Los trajes que inspiraron a Sorolla

Como explicaba en el primer post, la moda, como disciplina artística, se inspira en los movimientos sociales y culturales de la actualidad en la que vive. Aunque también, en muchas otras ocasiones se convierte (la propia moda) en fuente de inspiración de otras disciplinas, como podría ser la pintura. Un buen ejemplo de ello es la exposición Joaquín Sorolla and the Glory of the Spanish Dress que inaugurará en diciembre el Queen Sophia Spanish Institute  en Nueva York.

La muestra, concebida por el diseñador Oscar de la Renta, plasmará la indumentaria tradicional que Joaquín Sorolla y Bastida (1863-1923) representó en los monumentales paneles para The Hispanic Society of America. Por primera vez se podrán contemplar sus gráficas descripciones pictóricas de la vida española junto a los modelos de indumentaria que representan.

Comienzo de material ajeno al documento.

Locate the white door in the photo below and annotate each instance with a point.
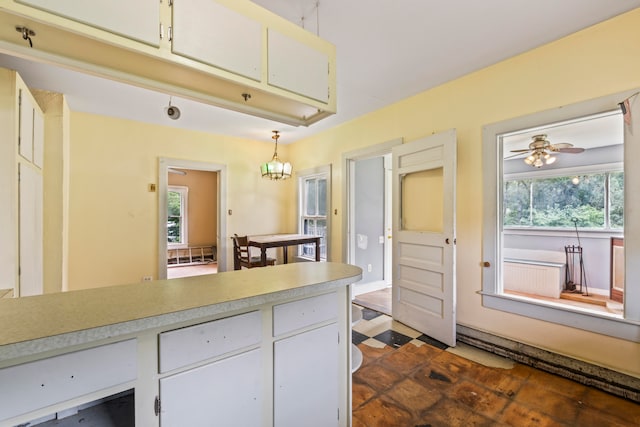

En 1911 The Hispanic Society of America encargó a Joaquín Sorolla pintar Visión de España, una obra colosal que ocupó los últimos años de su vida activa. Son 14 lienzos de gran formato en los que están reflejados la vida y tradiciones rurales de once regiones de España. Según la experta en Sorolla, Blanca Pons-Sorolla, el artista, con el objetivo de adquirir una “mayor visión real in situ de la gente y los variados paisajes”, viajó por España pintando evocadoras instantáneas de las provincias, después de haber llevado a cabo meticulosos estudios de los trajes regionales, buscando los “trajes y joyas más auténticos, que en algún caso fueron incluso adquiridos por el propio artista”.

Más de 10 pinturas y alrededor de 30 conjuntos de indumentaria masculina y femenina (desde prendas de trabajo a ropas festivas y de ceremonia), así como abundante joyería y accesorios forman parte de  Joaquín Sorolla and the Glory of the Spanish Dress. El Museo del Traje de Madrid ha prestado 27 conjuntos procedentes de su colección de indumentaria tradicional, los cuales, junto con objetos seleccionados de la propia colección del artista, conservados en el Museo Sorolla de Madrid, forman el núcleo de la exposición. Entre ellos destacan un  “traje de vistas” de La Alberca, el traje de charra de la reina Victoria Eugenia de España, un traje de boda de mujer de Lagartera, un conjunto femenino valenciano de lujosa seda brocada inspirado en el siglo XVIII y un traje de pastor de Extremadura.

Completan estos conjuntos de indumentaria una serie de estudios preparatorios procedentes del Museo Sorolla, trajes de luces de torero que han pertenecido a matadores como Manolete, Juan Belmonte, Antonio Ordóñez y Enrique Ponce; y elegantes trajes de fiesta de la Duquesa de Alba, la Condesa de Romanones, la Baronesa de Alacuás o Naty Abascal.

Visión de España no es la única obra de Sorolla en la que destaca el gusto del pintor por representar la indumentaria. En Paseo a orillas del mar (1909) recoge a su mujer y su hija mayor paseando por la playa. La brisa del mar confiere movimiento a sus indumentarias y accesorios convirtiendo sus atuendos en protagonistas del lienzo. En el Retrato de Raquel Meller (1918), Helena en la Cala de San Vicente (1919), Bajo el toldo, playa de Zarauz (1910) e Instantánea, Biarritz (1906) también las prendas se convierten en un elemento indispensable. Curiosamente en todas estas pinturas predominan  los elegantes vestidos en blanco nuclear y el sombrero  como elemento fundamental de la forma de vestir de la época y sociedad con la que Sorolla convivió.